The problem with this argument is the same as the argument against "but tabs are semantic indentation", to wit: nope, no it isn't. What "in principle" means in the previous paragraph is actually "in a fantasy world which we do not inhabit". I'd love it if editors treated code this way and we had a rich history and tradition of structured manipulations rather than typing in strings of symbols to construct source code textually. But that is not the world we live in. Hard wrapping is unfortunately necessary to integrate with diff tools.

So what's the optimal line width?

The exact, specific number here is still ultimately a matter of personal preference.

Hopefully, understanding the long history, science, and underlying physical constraints can lead you to select a contextually appropriate value for your own purposes that will balance ease of reading, integration with the relevant tools in your ecosystem, diff size, presentation in the editors and IDEs that your contributors tend to use, reasonable display in web contexts, on presentation slides, and so on.

But - and this is important - counterpoint:

No it isn't, you don't need to select an optimal width, because it's already been selected for you. It is 88.

Acknowledgments

Thank you for reading, and especially thank you to my patrons who are supporting my writing on this blog. If you like what you've read here and you'd like to read more of it, or you'd like to support my various open-source endeavors, you can support my work as a sponsor!

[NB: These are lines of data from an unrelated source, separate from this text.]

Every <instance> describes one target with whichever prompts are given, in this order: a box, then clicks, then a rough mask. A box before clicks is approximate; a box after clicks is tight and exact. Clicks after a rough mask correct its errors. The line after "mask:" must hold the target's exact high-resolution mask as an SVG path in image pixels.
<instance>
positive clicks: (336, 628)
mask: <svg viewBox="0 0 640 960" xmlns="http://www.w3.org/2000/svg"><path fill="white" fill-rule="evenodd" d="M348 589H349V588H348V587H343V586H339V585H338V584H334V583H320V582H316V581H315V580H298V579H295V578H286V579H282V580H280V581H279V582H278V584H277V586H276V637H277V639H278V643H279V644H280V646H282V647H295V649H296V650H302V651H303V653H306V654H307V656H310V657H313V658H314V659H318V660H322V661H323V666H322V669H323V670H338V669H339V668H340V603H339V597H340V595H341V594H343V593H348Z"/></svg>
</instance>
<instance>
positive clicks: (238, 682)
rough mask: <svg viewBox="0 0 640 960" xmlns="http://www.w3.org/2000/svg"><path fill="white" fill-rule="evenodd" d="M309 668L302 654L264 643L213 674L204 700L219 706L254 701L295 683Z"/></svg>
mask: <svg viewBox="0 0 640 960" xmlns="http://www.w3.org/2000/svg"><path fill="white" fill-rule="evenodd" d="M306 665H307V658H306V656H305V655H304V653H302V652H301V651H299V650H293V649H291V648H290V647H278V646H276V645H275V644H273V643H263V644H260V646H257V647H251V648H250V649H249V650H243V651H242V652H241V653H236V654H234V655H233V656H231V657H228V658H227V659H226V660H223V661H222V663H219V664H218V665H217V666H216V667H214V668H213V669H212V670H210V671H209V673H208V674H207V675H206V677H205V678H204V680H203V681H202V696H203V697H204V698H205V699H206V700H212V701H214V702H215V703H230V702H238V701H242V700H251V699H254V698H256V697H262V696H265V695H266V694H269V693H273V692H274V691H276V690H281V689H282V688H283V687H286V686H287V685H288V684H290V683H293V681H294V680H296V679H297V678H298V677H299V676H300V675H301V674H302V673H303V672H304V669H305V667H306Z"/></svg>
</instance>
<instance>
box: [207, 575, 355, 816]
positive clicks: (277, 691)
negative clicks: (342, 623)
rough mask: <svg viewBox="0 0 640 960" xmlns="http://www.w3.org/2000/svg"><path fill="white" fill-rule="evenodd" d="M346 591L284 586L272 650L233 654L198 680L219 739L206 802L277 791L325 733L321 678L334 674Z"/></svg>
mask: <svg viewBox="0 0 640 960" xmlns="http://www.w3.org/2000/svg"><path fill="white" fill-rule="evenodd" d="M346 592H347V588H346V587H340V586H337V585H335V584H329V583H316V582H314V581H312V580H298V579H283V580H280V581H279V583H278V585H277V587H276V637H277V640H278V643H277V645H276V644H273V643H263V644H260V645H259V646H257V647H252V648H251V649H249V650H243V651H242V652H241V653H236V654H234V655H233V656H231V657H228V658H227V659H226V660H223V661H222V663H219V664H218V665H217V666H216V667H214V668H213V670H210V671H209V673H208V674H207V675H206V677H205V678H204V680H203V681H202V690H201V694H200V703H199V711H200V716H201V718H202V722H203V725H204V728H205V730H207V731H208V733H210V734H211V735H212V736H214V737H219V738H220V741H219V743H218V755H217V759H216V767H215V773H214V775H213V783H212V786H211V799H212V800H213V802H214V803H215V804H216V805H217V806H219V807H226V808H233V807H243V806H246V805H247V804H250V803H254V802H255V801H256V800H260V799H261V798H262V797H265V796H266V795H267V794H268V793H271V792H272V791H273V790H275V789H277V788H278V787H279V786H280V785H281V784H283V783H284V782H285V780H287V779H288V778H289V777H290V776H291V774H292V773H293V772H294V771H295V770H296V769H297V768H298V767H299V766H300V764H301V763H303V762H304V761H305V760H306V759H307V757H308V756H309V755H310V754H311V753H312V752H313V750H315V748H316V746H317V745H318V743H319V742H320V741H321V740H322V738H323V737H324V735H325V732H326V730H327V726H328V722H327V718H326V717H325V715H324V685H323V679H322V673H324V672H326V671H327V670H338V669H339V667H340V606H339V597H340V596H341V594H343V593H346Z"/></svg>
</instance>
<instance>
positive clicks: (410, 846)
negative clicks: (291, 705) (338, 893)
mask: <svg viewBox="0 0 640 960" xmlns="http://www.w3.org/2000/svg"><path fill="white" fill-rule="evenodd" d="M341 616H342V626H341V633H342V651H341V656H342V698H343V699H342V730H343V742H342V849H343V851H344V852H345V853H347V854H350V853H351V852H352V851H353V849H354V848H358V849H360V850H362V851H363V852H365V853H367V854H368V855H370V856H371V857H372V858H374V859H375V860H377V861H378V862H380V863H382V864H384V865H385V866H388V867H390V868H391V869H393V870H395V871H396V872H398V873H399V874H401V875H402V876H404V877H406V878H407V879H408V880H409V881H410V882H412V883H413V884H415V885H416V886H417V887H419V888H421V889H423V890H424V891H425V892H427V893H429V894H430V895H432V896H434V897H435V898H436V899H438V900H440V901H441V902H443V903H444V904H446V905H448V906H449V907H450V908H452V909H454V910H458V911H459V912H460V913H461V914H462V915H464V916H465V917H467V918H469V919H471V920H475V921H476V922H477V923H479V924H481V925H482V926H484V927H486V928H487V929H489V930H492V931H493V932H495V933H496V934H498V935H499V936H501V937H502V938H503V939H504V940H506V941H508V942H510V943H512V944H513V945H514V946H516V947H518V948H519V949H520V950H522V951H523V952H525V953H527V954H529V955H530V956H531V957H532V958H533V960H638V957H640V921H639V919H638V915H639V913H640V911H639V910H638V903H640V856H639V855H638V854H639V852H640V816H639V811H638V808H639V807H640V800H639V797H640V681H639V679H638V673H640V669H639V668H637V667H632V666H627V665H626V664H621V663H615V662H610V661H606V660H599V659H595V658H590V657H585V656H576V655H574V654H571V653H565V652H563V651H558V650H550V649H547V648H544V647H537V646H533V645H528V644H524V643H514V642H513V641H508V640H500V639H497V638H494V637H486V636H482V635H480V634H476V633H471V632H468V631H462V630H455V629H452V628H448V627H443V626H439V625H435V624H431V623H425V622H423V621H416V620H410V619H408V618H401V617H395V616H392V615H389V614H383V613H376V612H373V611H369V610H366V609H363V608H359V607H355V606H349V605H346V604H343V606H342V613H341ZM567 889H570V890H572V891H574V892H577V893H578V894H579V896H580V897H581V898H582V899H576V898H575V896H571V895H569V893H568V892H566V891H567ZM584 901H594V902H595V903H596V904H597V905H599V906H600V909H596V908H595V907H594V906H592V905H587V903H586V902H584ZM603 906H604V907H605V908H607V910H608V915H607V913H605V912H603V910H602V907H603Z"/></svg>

  1. I love the fact that this message is, itself, hard-wrapped to 77 characters.

  2. Let's be honest; we're all object-oriented python programmers here, aren't we?

  3. Unsurprisingly, there are also financial reasons. More, narrower columns meant it was easier to fix typesetting errors and to insert more advertisements as necessary. But readability really did have a lot to do with it, too; scientists were looking at ease of reading as far back as the 1800s.